Jogos de associação imagem/palavra - cartões com figuras e palavras para que a criança relacione som, escrita e significado
Caça-letras e caça-palavras - estimula a identificação de letras e sílabas em revistas, jornais ou jogos digitais
Música e rimas - cantigas e parlendas ajudam a perceber sons e ritmos da língua, fortalecendo a consciência fonológica
História ilustrada - ler livros com imagens e pedir que a criança reconte ou invente finais diferentes
Jogos de sílabas - montar palavras com blocos ou cartões de sílabas, como se fosse um quebra-cabeça
Escrita criativa - incentivar a criança a escrever bilhetes, listas de compras ou pequenas história, mesmo com erros
- Por que funcionam
Tornam o aprendizado prazeroso - a criança associa leitura e escrita a momentos de diversão
Desenvolvem múltiplas habilidades - atenção, memória, criatividade e expressão oral
Criam vínculo afetivo - atividades feitas em grupo ou com familiares fortalecem a motivação
Facilitam a prática diária - jogos e músicas podem ser repetidos em casa sem parecer "tarefa escolar"

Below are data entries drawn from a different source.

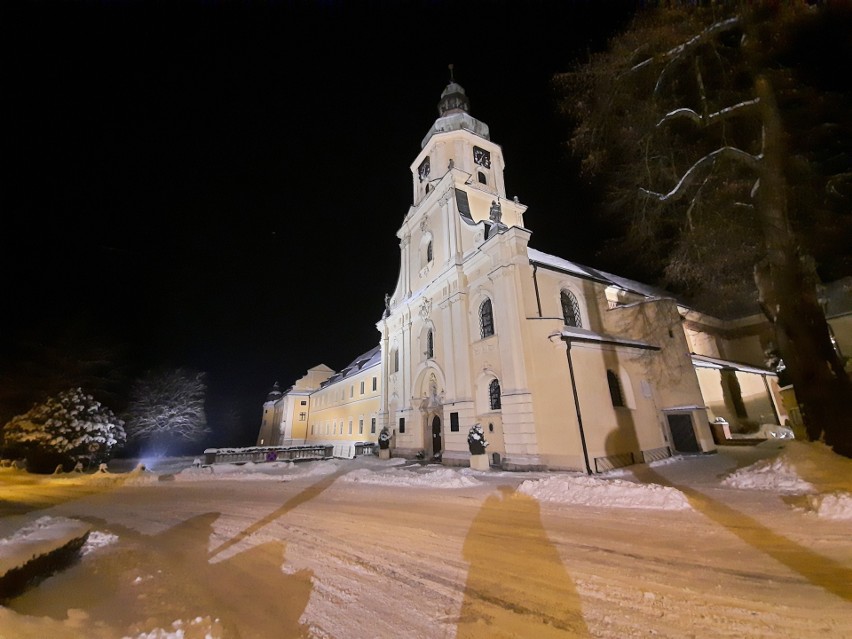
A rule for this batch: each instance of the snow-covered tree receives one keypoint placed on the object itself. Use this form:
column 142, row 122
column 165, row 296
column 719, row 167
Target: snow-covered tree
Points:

Em resumo, quanto mais lúdico e interativo for o processo, mais natural será o aprendizado da leitura e escrita. Dicas extras: mantenha cada atividade curta ( 15 a 20 minutos ) para não cansar; misture momentos de leitura com brincadeiras físicas ( dança, dramatização ); valorize cada tentativa, mesmo com erros , isto fortalece a confiança.